Артист (СИ) - Никонов Андрей. Страница 46

— Товарищ Травин, — томно сказала она, — вам письмо. Наверное, от женщины.

Молодой человек поблагодарил, забрал запечатанный конверт, пахнущий какой-то химией, внутри лежал лист бумаги, и был он совсем не от женщины, а от Ляпидевского. Врач-лаборант писал, что нужно встретиться, и это очень важно. Слово «важно» было подчёркнуто дважды. Пришлось на время отложить свидание с Кольцовой, и отправиться в больницу.

Фима сидел за микроскопом, при виде Травина он важно поднялся, сжал руку.

— Такие дела, Сергей, — со значением сказал он, — я же говорил, что совсем всё не так.

— Ты о Беляеве? — догадался Травин.

— О нём, — Ляпидевский зашагал по комнате, поднимая и кладя вещи, — я ведь знал, что всё не так просто, поэтому послал все записи Юдину. Представляешь, какой человечище! Почти профессор, золотая голова, на международных конференциях выступает, и ответил, нашёл время. Он считает, что смерть этого Беляева наступила раньше, причём намного. Не буду мучить тебя подробностями, но тело, когда жизненные его функции прекращаются, начинает коченеть. Когда к нам труп привезли, а было это в субботу вечером, он ещё не совсем застыл, и это значит что?

— Что?

— А вот что! — Фима ринулся к столу, начал рыться в бумагах, — где же это? Вот! Я исследовал каждый сустав, записал время, измерил температуру, и оказалось, ты только представь…
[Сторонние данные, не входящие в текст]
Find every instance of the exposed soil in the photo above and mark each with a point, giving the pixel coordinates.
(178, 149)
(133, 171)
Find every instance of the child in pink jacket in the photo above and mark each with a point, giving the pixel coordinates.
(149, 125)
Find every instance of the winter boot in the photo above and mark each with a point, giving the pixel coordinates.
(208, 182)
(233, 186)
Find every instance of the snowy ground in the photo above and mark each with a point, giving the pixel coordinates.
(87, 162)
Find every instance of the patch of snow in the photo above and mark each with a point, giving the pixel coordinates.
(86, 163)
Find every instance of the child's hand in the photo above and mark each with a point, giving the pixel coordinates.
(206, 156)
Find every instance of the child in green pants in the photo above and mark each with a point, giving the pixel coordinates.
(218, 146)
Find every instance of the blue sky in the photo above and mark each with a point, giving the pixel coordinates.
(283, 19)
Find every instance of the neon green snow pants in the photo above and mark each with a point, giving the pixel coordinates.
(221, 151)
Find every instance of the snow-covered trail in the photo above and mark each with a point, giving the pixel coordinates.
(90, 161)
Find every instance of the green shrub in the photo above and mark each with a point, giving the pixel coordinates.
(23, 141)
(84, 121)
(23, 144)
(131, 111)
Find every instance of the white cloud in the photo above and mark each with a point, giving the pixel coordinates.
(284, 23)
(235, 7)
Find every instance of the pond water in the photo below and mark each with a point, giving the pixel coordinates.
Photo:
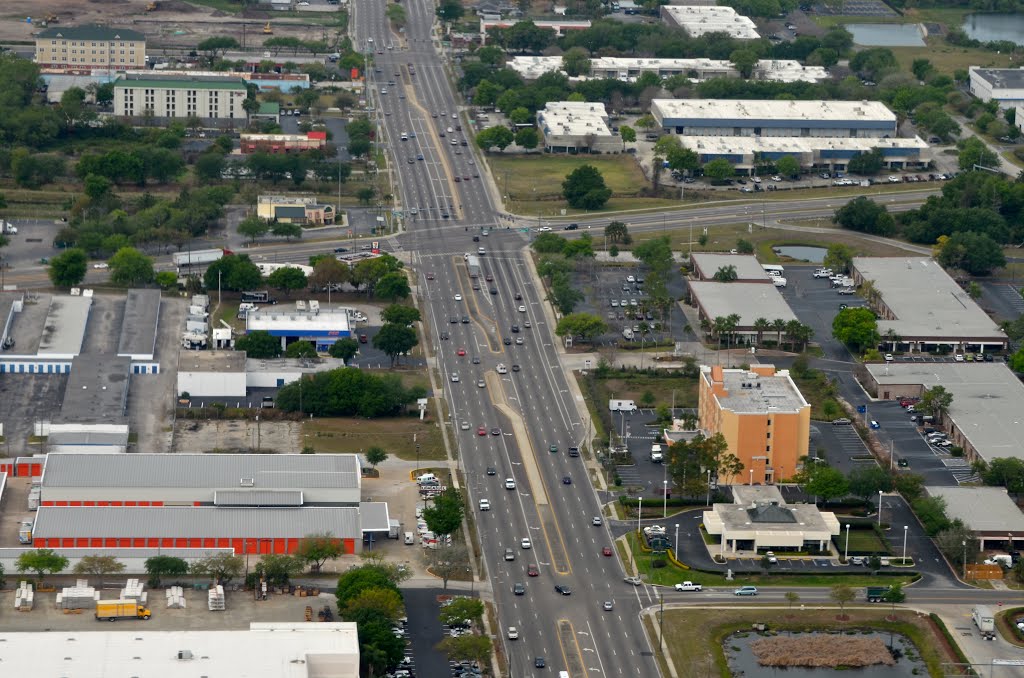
(802, 253)
(887, 35)
(987, 28)
(742, 663)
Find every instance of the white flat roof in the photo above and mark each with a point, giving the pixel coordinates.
(317, 649)
(749, 300)
(817, 111)
(927, 302)
(988, 400)
(795, 144)
(698, 19)
(981, 509)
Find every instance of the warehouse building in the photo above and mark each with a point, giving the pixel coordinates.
(749, 300)
(324, 649)
(760, 519)
(90, 46)
(629, 69)
(922, 308)
(762, 416)
(1003, 85)
(706, 264)
(214, 99)
(700, 19)
(246, 531)
(829, 153)
(184, 479)
(773, 118)
(577, 127)
(322, 328)
(984, 418)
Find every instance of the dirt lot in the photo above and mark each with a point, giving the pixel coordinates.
(175, 24)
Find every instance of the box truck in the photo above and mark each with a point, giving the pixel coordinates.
(622, 406)
(112, 610)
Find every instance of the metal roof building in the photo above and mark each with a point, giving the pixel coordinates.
(244, 530)
(924, 306)
(305, 649)
(186, 479)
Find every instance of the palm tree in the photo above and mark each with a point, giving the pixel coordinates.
(778, 325)
(761, 325)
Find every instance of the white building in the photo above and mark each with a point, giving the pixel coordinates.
(1003, 85)
(629, 69)
(303, 649)
(577, 126)
(698, 19)
(209, 98)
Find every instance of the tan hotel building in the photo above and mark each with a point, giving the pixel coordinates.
(763, 417)
(87, 47)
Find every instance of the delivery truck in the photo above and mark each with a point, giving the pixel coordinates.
(112, 610)
(199, 257)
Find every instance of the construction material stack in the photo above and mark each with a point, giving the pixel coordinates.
(176, 597)
(80, 596)
(24, 597)
(215, 598)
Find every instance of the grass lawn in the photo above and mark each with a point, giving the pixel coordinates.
(394, 434)
(694, 636)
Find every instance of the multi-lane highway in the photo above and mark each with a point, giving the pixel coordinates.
(530, 408)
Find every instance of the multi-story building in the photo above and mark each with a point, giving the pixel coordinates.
(212, 99)
(88, 47)
(763, 417)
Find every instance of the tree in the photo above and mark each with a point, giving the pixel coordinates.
(130, 267)
(974, 253)
(586, 326)
(159, 566)
(345, 348)
(726, 273)
(839, 257)
(68, 268)
(826, 482)
(936, 401)
(220, 567)
(446, 513)
(253, 227)
(719, 169)
(446, 561)
(394, 340)
(41, 561)
(400, 314)
(376, 456)
(498, 136)
(300, 349)
(584, 188)
(98, 565)
(259, 344)
(316, 549)
(392, 286)
(865, 215)
(288, 279)
(842, 594)
(787, 166)
(857, 328)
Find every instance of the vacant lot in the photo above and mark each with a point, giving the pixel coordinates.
(398, 436)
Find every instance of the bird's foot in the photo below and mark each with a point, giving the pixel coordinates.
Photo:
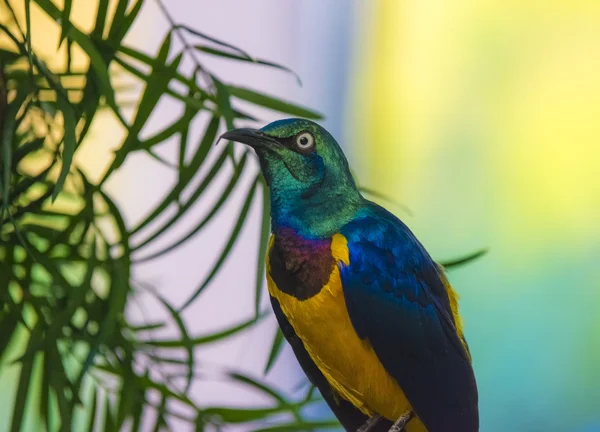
(398, 426)
(369, 424)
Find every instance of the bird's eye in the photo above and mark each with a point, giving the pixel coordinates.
(305, 141)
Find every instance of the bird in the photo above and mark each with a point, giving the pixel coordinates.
(370, 316)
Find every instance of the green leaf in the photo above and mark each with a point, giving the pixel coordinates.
(223, 102)
(273, 103)
(157, 84)
(243, 379)
(69, 142)
(100, 19)
(185, 339)
(203, 340)
(224, 54)
(464, 260)
(24, 379)
(94, 405)
(66, 16)
(128, 393)
(227, 249)
(122, 22)
(160, 419)
(233, 181)
(276, 347)
(26, 149)
(84, 41)
(302, 426)
(8, 132)
(186, 176)
(109, 420)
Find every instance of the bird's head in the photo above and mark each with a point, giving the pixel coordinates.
(311, 187)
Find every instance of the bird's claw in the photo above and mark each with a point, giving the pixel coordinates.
(398, 426)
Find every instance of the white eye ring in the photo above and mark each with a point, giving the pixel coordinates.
(305, 141)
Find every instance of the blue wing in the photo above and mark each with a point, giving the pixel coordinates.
(397, 301)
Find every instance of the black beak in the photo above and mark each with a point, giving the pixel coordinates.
(251, 137)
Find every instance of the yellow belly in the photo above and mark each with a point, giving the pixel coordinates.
(348, 363)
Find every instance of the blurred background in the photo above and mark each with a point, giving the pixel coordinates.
(480, 117)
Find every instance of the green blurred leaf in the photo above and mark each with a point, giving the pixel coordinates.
(464, 260)
(203, 340)
(157, 84)
(233, 56)
(68, 144)
(8, 132)
(66, 16)
(94, 407)
(185, 339)
(233, 181)
(186, 175)
(214, 40)
(276, 347)
(273, 103)
(24, 380)
(223, 101)
(227, 249)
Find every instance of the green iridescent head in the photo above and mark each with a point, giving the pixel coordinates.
(312, 190)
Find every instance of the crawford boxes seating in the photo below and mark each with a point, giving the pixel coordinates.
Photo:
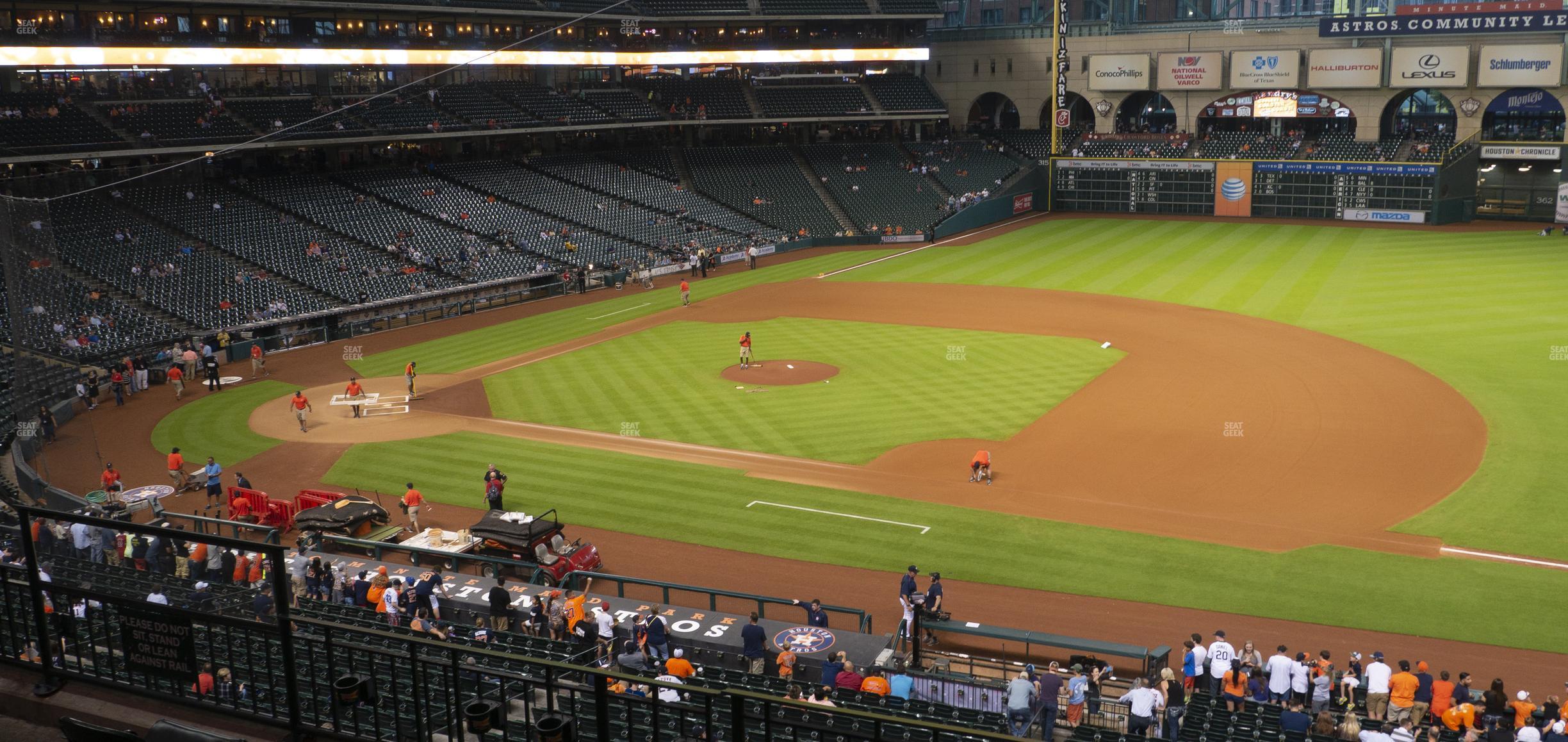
(764, 183)
(85, 236)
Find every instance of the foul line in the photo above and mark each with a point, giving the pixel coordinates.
(841, 515)
(628, 309)
(999, 225)
(1503, 557)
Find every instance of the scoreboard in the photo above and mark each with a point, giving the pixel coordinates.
(1321, 190)
(1291, 189)
(1134, 186)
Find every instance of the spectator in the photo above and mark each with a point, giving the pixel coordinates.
(1020, 702)
(1142, 704)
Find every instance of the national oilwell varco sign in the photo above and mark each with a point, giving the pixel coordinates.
(1444, 24)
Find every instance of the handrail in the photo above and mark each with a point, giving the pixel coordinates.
(453, 557)
(270, 536)
(569, 581)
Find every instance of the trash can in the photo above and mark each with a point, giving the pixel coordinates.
(352, 689)
(484, 716)
(554, 729)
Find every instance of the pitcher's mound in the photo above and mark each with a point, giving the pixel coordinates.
(781, 372)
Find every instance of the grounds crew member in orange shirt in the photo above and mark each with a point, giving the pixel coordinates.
(177, 380)
(177, 470)
(257, 365)
(411, 502)
(354, 391)
(981, 466)
(300, 407)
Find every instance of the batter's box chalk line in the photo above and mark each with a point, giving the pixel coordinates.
(924, 529)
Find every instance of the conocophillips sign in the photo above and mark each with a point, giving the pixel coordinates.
(1429, 68)
(1118, 71)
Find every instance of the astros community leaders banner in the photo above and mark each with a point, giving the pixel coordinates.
(1444, 24)
(1280, 68)
(1506, 67)
(1344, 68)
(1118, 71)
(1191, 71)
(1429, 68)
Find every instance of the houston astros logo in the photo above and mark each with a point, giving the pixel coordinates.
(803, 639)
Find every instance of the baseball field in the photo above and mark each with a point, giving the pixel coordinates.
(1254, 419)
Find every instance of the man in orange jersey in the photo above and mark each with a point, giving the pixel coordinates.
(300, 407)
(981, 466)
(354, 391)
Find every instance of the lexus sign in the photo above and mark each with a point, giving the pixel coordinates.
(1429, 68)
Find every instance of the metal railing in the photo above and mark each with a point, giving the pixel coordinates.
(356, 678)
(863, 622)
(490, 567)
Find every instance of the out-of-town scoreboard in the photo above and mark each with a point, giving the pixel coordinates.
(1324, 190)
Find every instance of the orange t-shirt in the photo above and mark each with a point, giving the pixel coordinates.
(1402, 691)
(1458, 718)
(1521, 713)
(1441, 697)
(680, 667)
(1236, 683)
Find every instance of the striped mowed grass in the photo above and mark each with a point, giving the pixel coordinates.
(1484, 311)
(897, 385)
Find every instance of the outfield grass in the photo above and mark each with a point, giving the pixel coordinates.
(897, 385)
(708, 506)
(1481, 311)
(218, 424)
(478, 347)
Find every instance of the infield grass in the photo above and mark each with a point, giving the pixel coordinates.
(218, 424)
(478, 347)
(897, 385)
(708, 506)
(1481, 311)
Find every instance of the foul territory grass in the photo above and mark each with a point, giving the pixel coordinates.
(1482, 311)
(708, 506)
(478, 347)
(897, 385)
(218, 424)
— Фима, — сказал Сергей, — ты молодец. У меня времени вагон, не торопись.

— А ну тебя, — махнул рукой Ляпидевский, — это не я, это Юдин молодец, он всё посчитал по моим записям, и телеграфировал время смерти. От трёх до четырёх часов утра. Значит, я был прав, и с поезда его уже мёртвого сбросили, поэтому гематома и не образовалась. Как думаешь, надо это следователю отнести? Прежнее заключение наш-то профессор Рубинштейн подписал, он здесь окружной эксперт при суде, и в отпуск уехал в Ленинград, а тут вроде я со своей, точнее Юдина, идеей, вперёд него вылезу.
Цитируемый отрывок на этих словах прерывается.